Newly seated Rep. John Katko wants the nation’s northern border to get the same attention as the one down south.
Katko, R-24 of Syracuse, introduced legislation last week to require the Department of Homeland Security to conduct a northern border threat analysis. The bill is Katko’s first since he took office earlier this month.
“As a former federal prosecutor on both the northern border in New York and the southern border in El Paso, Texas, I’ve seen first-hand the issues our nation faces countering drug trafficking and potential terrorist acts,” Katko said in a press release. “While great attention is justifiably given to the challenges of securing our southern border, ensuring the safety of our vast northern border is critical to our nation’s security.”

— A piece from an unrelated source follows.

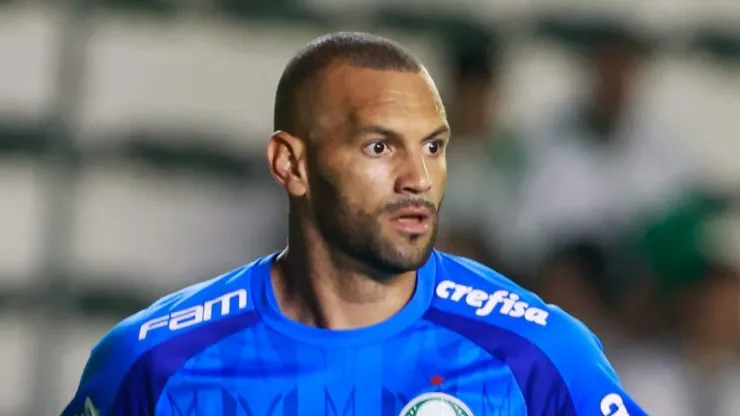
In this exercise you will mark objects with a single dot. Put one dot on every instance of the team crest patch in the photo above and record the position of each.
(435, 404)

Katko’s district includes the Lake Ontario shoreline in Wayne, Cayuga and Oswego counties, which is part of the international border with Canada. The area includes two nuclear plants, R.E. Ginna in Ontario and Nine Mile Point near Syracuse, along with the Hancock Field Air National Guard Base, the Port of Oswego and Hancock International Airport.
Katko said he also added an amendment to a bill passed last week by the House Committee on Homeland Security, of which he is a member. The amendment to the Secure Our Borders First Act authorizes the deployment of the same type of technology and resources on the northern border as it does for the southern border.
The Secure Our Borders First Act also includes the language from Katko’s stand-alone bill.
“I’m committed to enacting tough border security to ensure the safety of upstate New York and the sovereignty of our nation,” Katko said. “Requiring timely assessment of the threats posed by illegal entry on both the northern and southern border, and adequately responding to those threats, is crucial to making that happen.”
The Secure our Borders First Act would allocate $10 billion for border security. It has come under fire from both sides of the aisle, with some Democrats arguing that it does not offer real solutions and some Republicans arguing that it represents a prelude to amnesty.